Why? For one, I happened to be driving in our truck, which I’m 90% certain is now home to a mouse.

I hate mice. They give me the creeps. My only other fear next to mice is being followed while driving by a police car. This stems from my first-ever parking ticket this past year. I drove 11 miles over the speed limit in a 35 mph zone. That’s a big no-no, for obvious reasons.

Parenting brings its own set of fears, adoptive parenting included.

Will I offend my placing family by something I say or do? Will I offend my own family?

Will I scar my child for life if I discipline him or her?

Will I regret a decision and have to walk it back?

There are all kinds of desperate thoughts that enter our minds as parents. You’ve no doubt experienced this. I listened to a podcast where the hosts advised the listener to avoid taking seriously any thoughts that entire the mind after 9 p.m. Chances are good you’re tired and not processing rationally. I think that’s good advice.
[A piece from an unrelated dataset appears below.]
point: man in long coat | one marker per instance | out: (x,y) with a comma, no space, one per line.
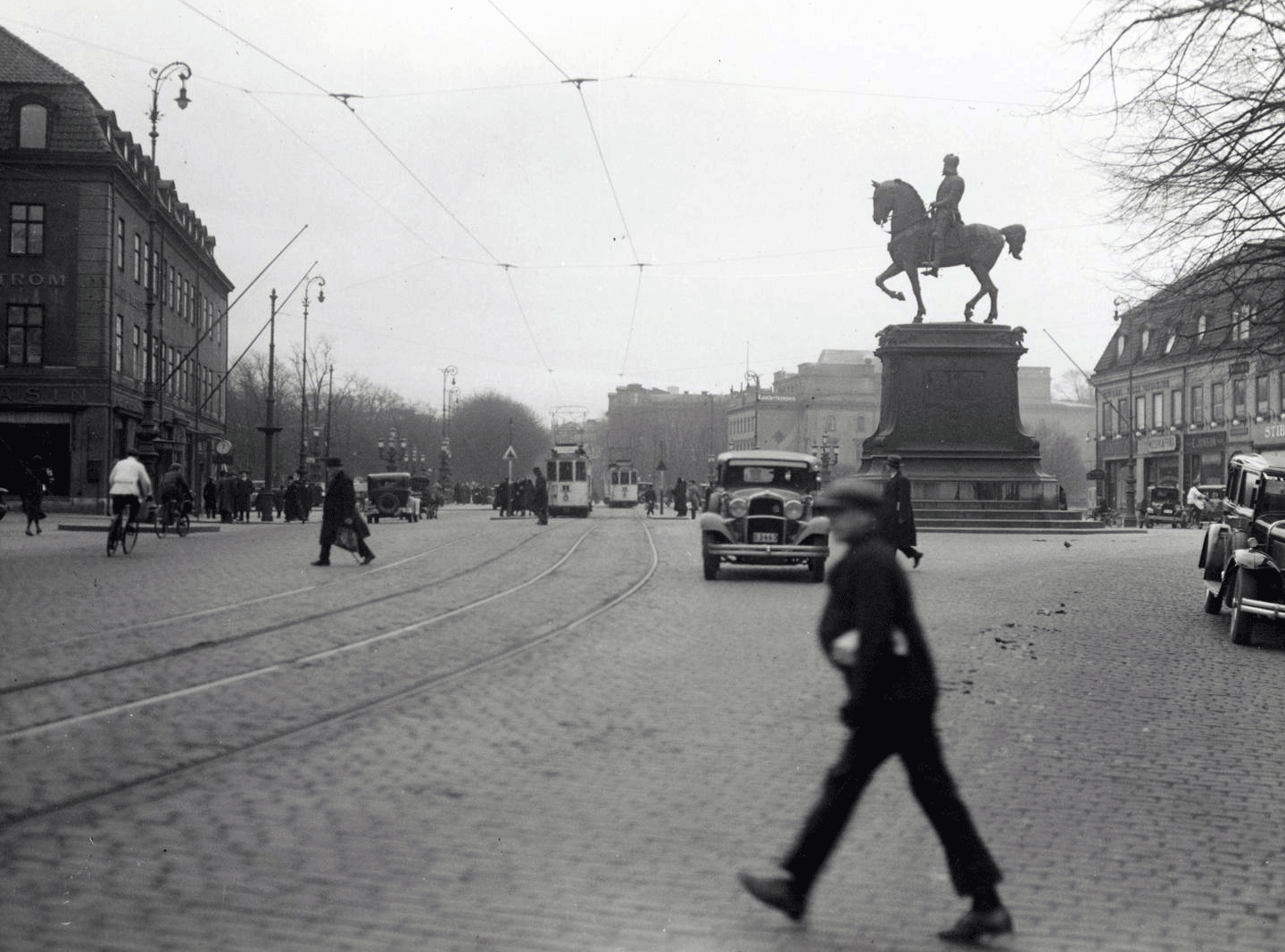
(339,509)
(897,525)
On the other hand, parenting doesn’t follow the rigid tick-tock of the clock. You are sometimes thrown into decision-making at the most inopportune times, under the strangest and most uncomfortable of circumstances. In those cases, my advice to myself is:

  1. Take a deep breath (often mental, not literal — actual breathing takes too long, as one of my wife’s advisers once quipped)

  2. Say a short prayer followed by an internal statement to myself that grounds what I’m about to do

  3. Get as much information about the situation as possible

  4. Make the best decision at the time, recognizing I’m not perfect and that while the outcome might not be perfect, it’s better than caving and hedging

We all have choices, and we have to make them in the best interest of our children, not any fears we might harbor. Chances are good the choices we make, assuming they’re grounded in truth — eternal, not earthly — will be better than we realize.